Whatever your version of God is, ultimately He is a forgiving God and an unconditionally loving one. Punishment should be left up to Him. By going through the process of endlessly punishing yourself, then you actually move yourself away from God. For those of you that don’t relate to a strong religious connection, understand that anytime guilt causes a negative feeling within you, then there is room for change within you.

You are never a bad person. A persons behavior is not who they are. Guilt mixes up the two and says that because the behavior is bad, therefore so is the person. That is illogical. A human being experiences life and grows through trial and error. That is the intention of our being alive. We strive to become better human beings based on the result of our experiences. We need to make mistakes in order to grow. Choosing to believe in guilt in the equivalent of holding your own head underwater spiritually. You cannot breath and you cannot grow closer to God.

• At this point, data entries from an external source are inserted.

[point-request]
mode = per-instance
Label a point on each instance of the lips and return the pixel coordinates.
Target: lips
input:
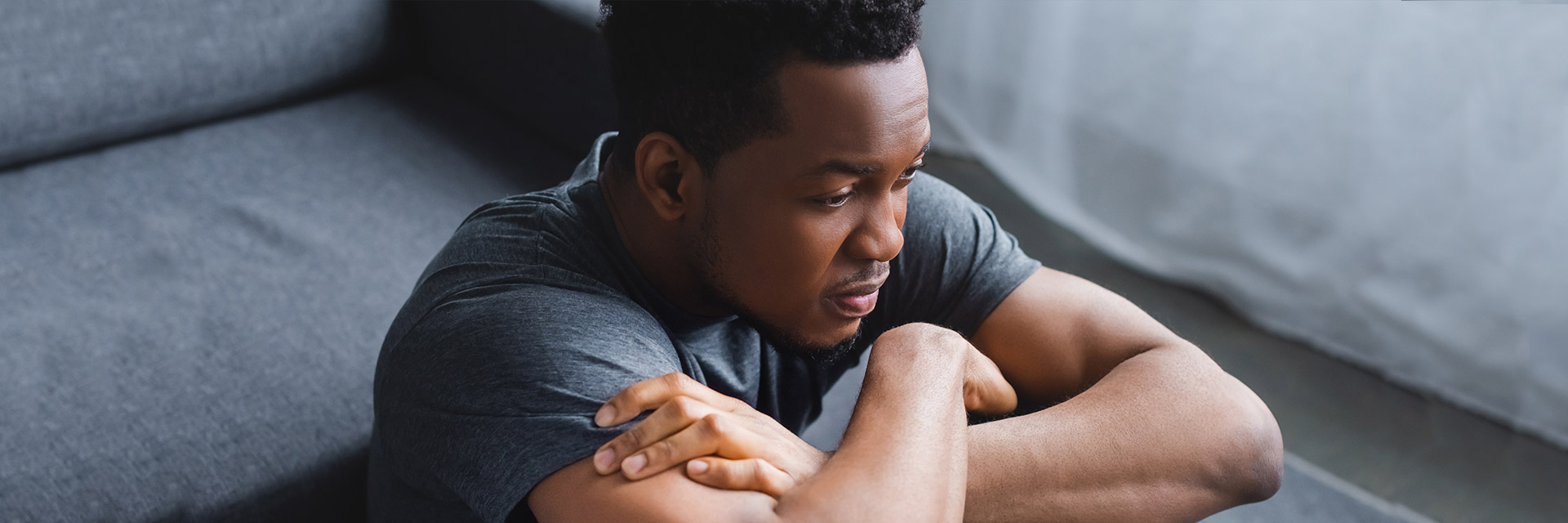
(857, 301)
(853, 305)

It is important to really own what is being said here. This gives you the strength and the opening to shift your beliefs. That is all that guilt is, a misplaced and misunderstood belief. Somewhere along the way, somebody took false liberty in the use of guilt. How you feel is the result of somebody else’s mistake. You do not need to pay the price for somebody else’s lack of good judgment. You can stop your hurtful cycle of guilt by simply being open to changing your concept of it.

For the next month, I want all “guilty” people (whether you experience once a year or every day) to do the following. This first step is very simple and non-threatening and anyone can choose to do this. Anytime you have a guilty feeling, ask yourself “Why?” Whatever answer comes to mind, ask “Why?” again. Keep this up until your brain runs out of answers to your “Why’s”. Observe how your brain works and how it processes information regarding guilt. You will need to understand yourself before you can change yourself. 

Keep a diary on the paths that your thinking follows and the conclusions to your questioning. After a few days, you will start to notice patterns in your thinking. This is an important step if you want to change any part of yourself. Consider yourself to be an unwavering hunter. You must first fully understand the quarry that you eventually want to catch.

There is another thing that I would like you to do, and that is to say to yourself at the end of every line of questioning: “Well, maybe that is not exactly true”. Say this to yourself whether you believe it or not. The brain acts mechanically and this portion of it needs to be met on that level with a predesignated, mechanical response. By raising doubts within it, it opens the door to hope. By opening the door to hope, you open the door that allows you to consider change.